Tuesday, October 6, 2015

I miss my pop...

I lost you 24 years ago today. It seems like it just happened. I remember the day so clearly...I came home from being out with friends. You went to lay down. Mom came home from being out at her best friend's house. Glen was at work. Mom and I decided to watch a movie...she fell asleep on the couch. I told her to go to bed, we'd finish watching the movie another time. She lazily walked to the bedroom where you were already asleep. I took my shower and went to bed. It was about 11:30pm. I remember hearing mom yell for me...her voice had fear in it. I ran to your bedroom and saw you holding your chest, trying to sit up. Mom told me to call an ambulance and helped you lay back down. It seemed like the seconds were minutes and the minutes were hours. I traded places with mom and put her on the phone so I could do CPR. You were laying on the bed, motionless. When I looked in your eyes, they were dilated and blank. You gasped a few times, but only exhaled. The operator walked me through breathing and chest compressions. I tried...but in my heart, I knew you were already gone. When the paramedics arrived, I tried to comfort mom. She was hysterical. We watched them inject you with needles. We watched the paddles charge and press on your chest, making your whole body convulse...but you didn't respond. My heart was slowly breaking. I remember following the ambulance to the hospital and waiting in a cold room until the doctor came to give us the news that we already knew. I remember calling Glen at work and having to tell him you were gone.

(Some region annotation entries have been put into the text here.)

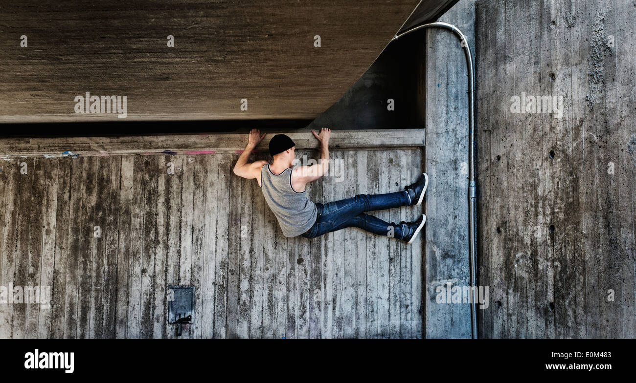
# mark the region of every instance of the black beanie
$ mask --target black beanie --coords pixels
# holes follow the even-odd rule
[[[289,137],[284,134],[277,134],[270,140],[270,155],[273,157],[274,154],[282,153],[294,146],[296,146],[296,144]]]

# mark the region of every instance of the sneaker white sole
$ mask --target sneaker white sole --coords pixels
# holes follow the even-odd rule
[[[415,238],[417,237],[417,234],[420,234],[420,231],[422,230],[422,228],[424,227],[424,224],[426,223],[426,215],[422,214],[422,217],[424,217],[424,218],[422,219],[422,223],[420,224],[420,225],[417,227],[417,229],[415,229],[415,232],[413,234],[413,236],[411,237],[411,239],[409,239],[408,242],[407,242],[406,243],[409,244],[413,243],[413,241],[415,241]]]
[[[422,201],[424,199],[424,193],[426,192],[426,188],[429,187],[429,175],[425,173],[422,173],[424,175],[424,188],[422,189],[422,194],[420,194],[420,199],[415,204],[415,206],[418,206],[422,205]]]

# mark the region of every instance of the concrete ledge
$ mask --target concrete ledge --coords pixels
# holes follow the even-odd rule
[[[413,147],[424,145],[424,129],[332,130],[331,150]],[[309,131],[284,132],[296,149],[317,149],[318,141]],[[256,147],[266,151],[267,135]],[[116,137],[48,137],[0,139],[0,158],[13,156],[110,156],[130,154],[200,154],[240,152],[247,134],[197,134]]]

You always taught us to be fair. Not to judge people by the color of their skin or where they lived. You taught me to learn to take things apart and figure out why they didn't work or how they worked. You taught me to live each day like it's your last. You taught me to appreciate humor and laughter every day. You taught me how to drive. Through you and mom, I learned to love and the importance of family.

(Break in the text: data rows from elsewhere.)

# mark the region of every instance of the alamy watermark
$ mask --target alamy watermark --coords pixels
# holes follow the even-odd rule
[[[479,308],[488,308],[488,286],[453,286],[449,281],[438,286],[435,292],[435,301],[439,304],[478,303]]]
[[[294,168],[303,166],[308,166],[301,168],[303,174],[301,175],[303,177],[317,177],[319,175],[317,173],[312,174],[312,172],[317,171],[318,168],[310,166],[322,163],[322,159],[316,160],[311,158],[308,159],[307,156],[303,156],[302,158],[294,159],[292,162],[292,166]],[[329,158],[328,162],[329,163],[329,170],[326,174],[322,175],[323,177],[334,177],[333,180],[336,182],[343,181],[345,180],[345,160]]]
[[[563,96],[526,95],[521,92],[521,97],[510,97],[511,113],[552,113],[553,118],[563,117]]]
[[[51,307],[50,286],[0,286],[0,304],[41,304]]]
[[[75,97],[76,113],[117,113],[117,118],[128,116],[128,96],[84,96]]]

I hate that I've lived without you for over half my life now. I wanted you to be there to see me graduate from college. But because I lost you, I got into the funeral business and met Mark. I wanted you to walk me down the aisle when we got married. I wanted you to comfort me when I lost him to cancer. I wanted you to be there for mom when she lost her mom and sister. I wanted to be there for you when we lost auntie, grandpa and grandma. I want you to be here now, to meet David and his kids. To enjoy retirement and technology. The trips to Kathy and Phil's, barbecuing, Vegas, fixing computers and cars. Watching Morgan and Justin grow up into such great young men. See Glen get married to a wonderful woman.

In my heart, I know you are here. I think of you every day and I see so much of you in our family. I've fallen in love with two men in my life...both have so many qualities and traits that remind me of you. I miss you.